Nelkenpfeffer
Kennt ihr die Geschichte von der Büchse der Pandora? Alle Übel der Welt enthielt sie der Sage nach. Und einmal geöffnet konnte Pandora das ganze Zeug leider nicht wieder hineinstopfen, weshalb die Welt heute so ist, wie sie eben ist. (Warum auch immer es in diesen alten Geschichten immer eine Frau ist, die das Böse in die Welt bringt...)
Warum erzähle ich euch das? Es geht natürlich um die grüne Tür. Mit überwältigender Mehrheit habt ihr euch dafür ausgesprochen, sie zu öffnen. Es wäre also leicht, einfach alles auf euch zu schieben. Aber in Wahrheit war es natürlich vor allem meine eigene Neugier, die mir keine Ruhe gelassen hat. Gestern Abend konnte ich einfach nicht einschlafen. Eigentlich wollte ich mir nur ein Glas Wasser holen, doch als ich dann in der Küche war, wusste ich dass dies der perfekte Moment war. Ich linste noch einmal hinüber ins Kaminzimmer um sicher zu sein, dass die anderen schliefen. Auf einmal fühlte ich meinen Herzschlag durch meinen Schädel wummern.
Ich musste ordentlich drücken, bis sich die Klinke bewegte. Mit einem viel zu lauten Geräusch sprang die Tür einen Spalt auf. Als erstes schlug mir ein Geruch entgegen - modrig, süßlich und irgendwie auf eine aufregende Weise würzig. Ein bisschen wie Nelkenpfeffer. Ich hatte eine Taschenlampe griffbereit, doch ich brauchte sie gar nicht. Ein sanftes violett-blaues Glühen beleuchtete so etwas wie einen Gang, doch bereits nach ein oder zwei Schritten ging es nicht mehr weiter. Irgendetwas blockierte den Weg. Alles war mit einem vielfach verästelten und verschnörkelten Gitternetz überzogen, das diesen violetten Schimmer ausstrahlte. Dahinter waren irgendwelche Strukturen und Formen zu erahnen, die sich aber permanent zu verändern schienen, fast als blicke man in den Schlund eines gigantischen Lebewesens. Ich machte vorsichtig einen Schritt hinein. Der Boden war weich und glitschig und der würzige Geruch umhüllte mich dick und schwer. Zögernd streckte ich meine Hand nach dem glühenden, fleischigen Gebilde aus, das die Wände überwucherte und sich vor mir derart verdichtete, dass an ein weiterkommen nicht zu denken war. Es fühlte sich warm, feucht und schleimig an. Ich erschauderte, zwang mich aber, die Augen nicht abzuwenden. Und plötzlich erkannte ich, was das war. Pilze. Hunderte, wenn nicht tausende, große und kleine, die in einem unüberschaubaren Geflecht aus den Wänden wucherten, ihre türkislauen Kappen überzogen mit jenen violett leuchtenden Schnörkeln. Und ich wusste sofort, dass ich einen solchen Pilz schon einmal gesehen hatte.

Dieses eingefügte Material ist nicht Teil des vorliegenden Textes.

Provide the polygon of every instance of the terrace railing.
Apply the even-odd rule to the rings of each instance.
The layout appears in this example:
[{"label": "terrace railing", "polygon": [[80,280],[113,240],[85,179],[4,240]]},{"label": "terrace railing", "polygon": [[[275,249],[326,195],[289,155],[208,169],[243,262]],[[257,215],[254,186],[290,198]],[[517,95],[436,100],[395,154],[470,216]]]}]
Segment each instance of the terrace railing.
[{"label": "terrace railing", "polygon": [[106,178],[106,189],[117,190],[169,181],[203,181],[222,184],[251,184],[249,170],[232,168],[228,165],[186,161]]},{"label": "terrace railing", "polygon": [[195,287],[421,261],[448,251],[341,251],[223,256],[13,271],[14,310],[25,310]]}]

Keuchend schlug ich die Tür wieder zu. Versicherte mich, dass die anderen immer noch schliefen. Riss die Fenster auf, um den modrigen Geruch aus der Küche zu kriegen. Vielleicht kann der eine oder andere meine Reaktion nicht nachvollziehen. Viele von euch sind ja neu hier. Wenn ihr verstehen wollt, geht doch gern einmal in unserem Archiv auf Pilzsuche. Lest nach, welche Ereignisse in Gang gesetzt wurden, nachdem das letzte mal ein solcher Pilz in unserem Haus gesehen wurde. Dann werdet ihr verstehen, warum ich in dieser Nacht keinen Schlaf mehr gefunden habe.
Auf keinen Fall darf Leo davon erfahren. Und auch bei Till könnten alte Wunden wieder aufspringen. Das Problem ist nur, dass die Tür so grün ist und so schwer geheim zu halten. Und wenn ich sie irgendwie verstecke oder blockiere, lenke ich doch erst recht die Aufmerksamkeit auf sie. Momentan scheint es mir die beste Option zu sein, einfach so zu tun als sei nichts gewesen und zu hoffen, dass die anderen die Tür weiterhin ignorieren. Ich tue mein bestes, muss aber gestehen, dass mich die Sache sehr nervös macht.